Das blaue Kleid

In Hamburg steht N. am Morgen in der Tür, unsere Augen sind gerade erst aufgegangen.
„Möchtest du das Kleid haben“, fragt sie und streckt mir ein dunkelblaues, seichtes Etwas mit Silberglitzer an den Säumen entgegen.
Ich zögere, beantworte das Angebot nur fragend mit den Augen.
Ich strecke meine Hand aus, mein Zögern wird größer, als ich die Kleidergröße im Kragen sehe.
Es passt besser als befürchtet. 
Es ist ungewöhnlich für mich, aber nicht schlimm.

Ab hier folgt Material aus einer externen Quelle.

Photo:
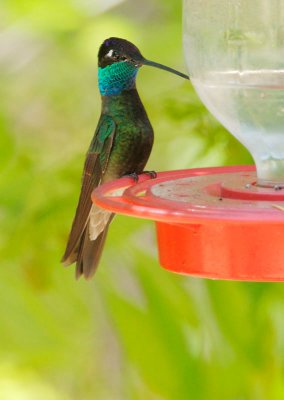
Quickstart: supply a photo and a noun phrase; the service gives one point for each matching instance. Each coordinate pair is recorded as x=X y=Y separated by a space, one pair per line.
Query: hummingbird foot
x=133 y=176
x=152 y=174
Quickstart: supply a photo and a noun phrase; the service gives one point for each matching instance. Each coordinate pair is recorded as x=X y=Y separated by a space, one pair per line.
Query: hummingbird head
x=119 y=61
x=114 y=50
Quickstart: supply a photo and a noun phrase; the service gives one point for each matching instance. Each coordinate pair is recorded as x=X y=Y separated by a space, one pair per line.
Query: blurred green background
x=135 y=331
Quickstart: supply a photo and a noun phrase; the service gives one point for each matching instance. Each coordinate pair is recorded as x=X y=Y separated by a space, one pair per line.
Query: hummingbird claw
x=132 y=175
x=152 y=174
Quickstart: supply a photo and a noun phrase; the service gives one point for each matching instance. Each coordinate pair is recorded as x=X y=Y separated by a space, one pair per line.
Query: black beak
x=161 y=66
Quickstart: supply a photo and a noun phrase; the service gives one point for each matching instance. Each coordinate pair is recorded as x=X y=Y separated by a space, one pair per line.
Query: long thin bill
x=161 y=66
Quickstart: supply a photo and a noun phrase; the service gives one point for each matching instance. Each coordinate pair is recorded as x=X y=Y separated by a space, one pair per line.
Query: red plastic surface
x=213 y=222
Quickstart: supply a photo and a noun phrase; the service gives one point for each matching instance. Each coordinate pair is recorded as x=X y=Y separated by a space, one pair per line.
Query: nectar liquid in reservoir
x=250 y=104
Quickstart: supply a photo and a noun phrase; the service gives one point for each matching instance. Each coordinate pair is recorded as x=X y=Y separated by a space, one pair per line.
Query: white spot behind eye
x=109 y=54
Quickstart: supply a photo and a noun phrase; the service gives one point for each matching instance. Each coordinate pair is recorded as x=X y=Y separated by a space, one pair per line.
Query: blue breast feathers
x=115 y=78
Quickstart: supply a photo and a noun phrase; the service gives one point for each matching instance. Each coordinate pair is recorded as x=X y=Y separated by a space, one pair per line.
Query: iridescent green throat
x=115 y=78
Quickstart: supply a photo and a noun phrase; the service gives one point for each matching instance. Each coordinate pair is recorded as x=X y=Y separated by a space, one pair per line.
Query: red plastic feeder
x=211 y=222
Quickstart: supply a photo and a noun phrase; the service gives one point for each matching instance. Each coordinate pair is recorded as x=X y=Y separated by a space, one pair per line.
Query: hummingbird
x=121 y=146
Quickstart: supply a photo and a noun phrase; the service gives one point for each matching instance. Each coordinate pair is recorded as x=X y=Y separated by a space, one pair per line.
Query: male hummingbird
x=121 y=146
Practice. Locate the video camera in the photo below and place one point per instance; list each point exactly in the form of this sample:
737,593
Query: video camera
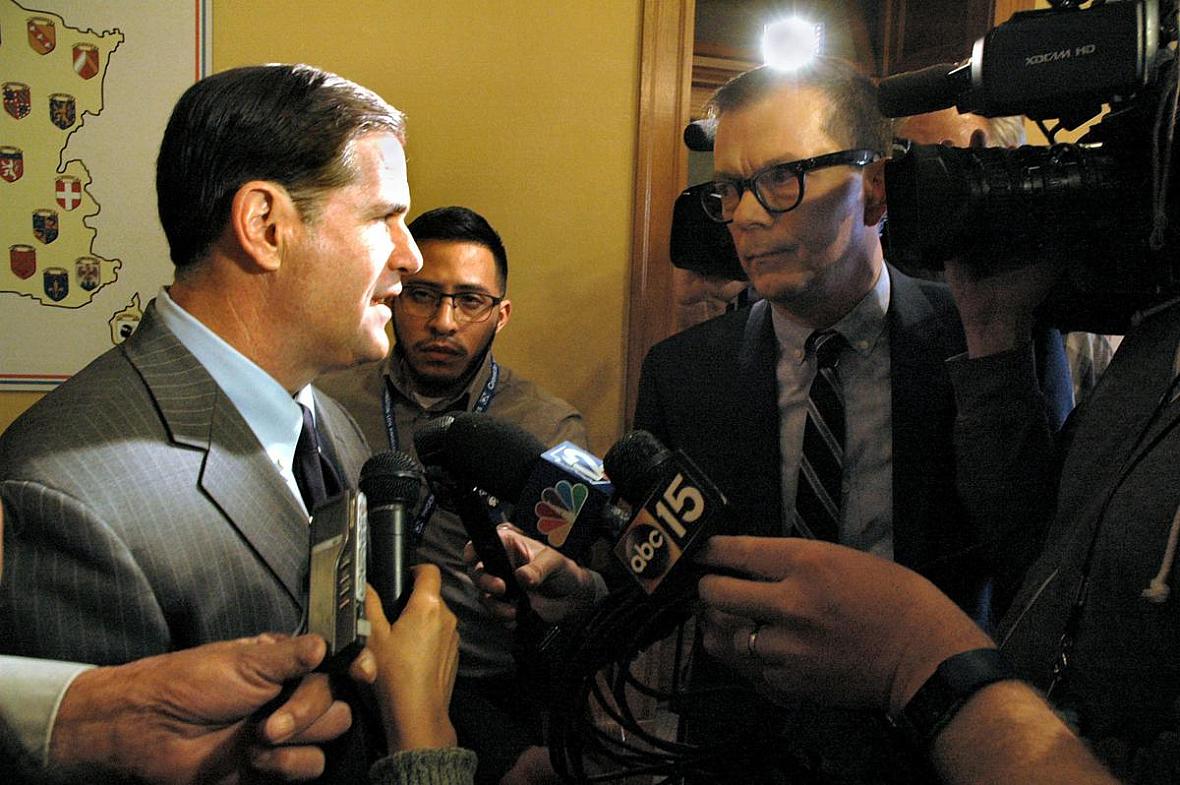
1099,204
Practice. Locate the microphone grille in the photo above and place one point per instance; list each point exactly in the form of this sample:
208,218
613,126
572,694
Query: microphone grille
391,478
635,464
495,455
431,438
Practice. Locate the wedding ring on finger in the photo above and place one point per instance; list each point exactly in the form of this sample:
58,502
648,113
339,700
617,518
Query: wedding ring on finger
752,641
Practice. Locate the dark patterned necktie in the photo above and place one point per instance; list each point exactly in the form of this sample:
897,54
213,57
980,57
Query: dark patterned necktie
314,473
821,465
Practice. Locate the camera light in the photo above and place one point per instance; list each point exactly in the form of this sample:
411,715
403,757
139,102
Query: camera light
790,44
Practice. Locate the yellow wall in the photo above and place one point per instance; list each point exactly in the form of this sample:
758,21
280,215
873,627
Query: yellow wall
524,110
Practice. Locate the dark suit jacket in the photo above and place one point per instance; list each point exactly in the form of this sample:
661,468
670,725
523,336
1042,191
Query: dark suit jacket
712,392
143,516
1116,505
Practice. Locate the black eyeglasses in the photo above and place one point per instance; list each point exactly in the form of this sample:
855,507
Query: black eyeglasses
778,188
470,307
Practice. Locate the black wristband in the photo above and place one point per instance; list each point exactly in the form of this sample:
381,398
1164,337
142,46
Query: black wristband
946,689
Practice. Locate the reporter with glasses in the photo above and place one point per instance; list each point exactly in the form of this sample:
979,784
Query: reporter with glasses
839,333
445,322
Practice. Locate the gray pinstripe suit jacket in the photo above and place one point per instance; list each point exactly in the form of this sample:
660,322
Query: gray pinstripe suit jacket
142,515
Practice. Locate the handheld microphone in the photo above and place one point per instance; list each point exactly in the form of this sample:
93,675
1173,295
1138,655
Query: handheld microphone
391,481
562,495
677,507
454,490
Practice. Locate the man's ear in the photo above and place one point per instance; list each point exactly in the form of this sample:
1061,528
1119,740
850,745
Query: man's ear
874,193
260,217
505,313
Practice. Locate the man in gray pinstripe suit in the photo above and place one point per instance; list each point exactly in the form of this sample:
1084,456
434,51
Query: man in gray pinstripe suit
151,503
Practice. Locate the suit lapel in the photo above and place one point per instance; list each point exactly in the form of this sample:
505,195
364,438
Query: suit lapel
922,417
236,475
756,386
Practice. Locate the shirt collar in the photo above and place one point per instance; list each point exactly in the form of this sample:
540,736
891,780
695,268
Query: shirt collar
861,327
267,407
399,377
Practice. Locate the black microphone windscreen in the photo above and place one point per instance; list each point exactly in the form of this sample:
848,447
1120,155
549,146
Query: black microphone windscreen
430,438
635,465
391,478
916,92
495,455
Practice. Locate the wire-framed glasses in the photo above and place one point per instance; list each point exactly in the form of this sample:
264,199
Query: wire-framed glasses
778,188
423,301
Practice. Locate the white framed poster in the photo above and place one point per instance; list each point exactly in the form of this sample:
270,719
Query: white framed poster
87,87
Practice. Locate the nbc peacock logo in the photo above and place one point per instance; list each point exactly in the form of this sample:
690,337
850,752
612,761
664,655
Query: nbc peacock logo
558,509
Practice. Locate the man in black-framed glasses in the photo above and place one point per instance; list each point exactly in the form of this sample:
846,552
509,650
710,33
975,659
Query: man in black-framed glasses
778,188
445,321
824,410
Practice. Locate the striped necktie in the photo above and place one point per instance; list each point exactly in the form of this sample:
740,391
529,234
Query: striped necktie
821,466
314,473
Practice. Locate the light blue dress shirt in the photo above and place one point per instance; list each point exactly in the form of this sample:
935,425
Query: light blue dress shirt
866,514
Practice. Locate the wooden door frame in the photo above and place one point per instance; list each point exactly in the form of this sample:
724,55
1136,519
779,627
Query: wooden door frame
661,172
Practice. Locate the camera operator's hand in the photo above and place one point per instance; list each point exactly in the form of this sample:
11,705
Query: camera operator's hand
188,717
556,584
417,660
818,610
996,306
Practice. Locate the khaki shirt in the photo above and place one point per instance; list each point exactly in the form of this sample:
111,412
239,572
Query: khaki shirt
485,643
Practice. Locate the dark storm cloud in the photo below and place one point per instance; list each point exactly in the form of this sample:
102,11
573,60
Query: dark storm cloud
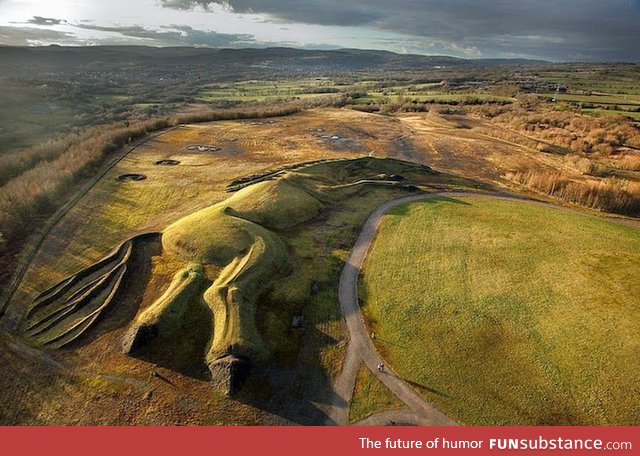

Es ist irgendwie nicht mal schlecht.
Hm.
Ganz leicht ist es, so leicht, dass die Gefahr des nach dem Toilettengang-in-die-Strumpfhose-stopfens-und-nichts-Bemerkens sehr groß ist.
Wir nicken, lachen die Gefahren weg und ich begehe den Tag probeweise genau so gekleidet.
Die Stiefel rücken die leichte Seichtigkeit wieder etwas zurecht. 
Wir sitzen auf Weg zum Arbeitsort im Auto, als N. an der Ampel eine Frau entdeckt, der besagtes Unglück passiert ist.
Wir leiden beide vereint mit ihr, sind aber zu weit entfernt, um etwas richten zu können.  
Und sehen, dass eine andere Frau es auch bemerkt hat, schneller geht und Erstere vor schlimmem Schämen bewahrt, indem Sie sie anspricht. 
Die Ampel wird grün und vier Menschen sind erleichtert.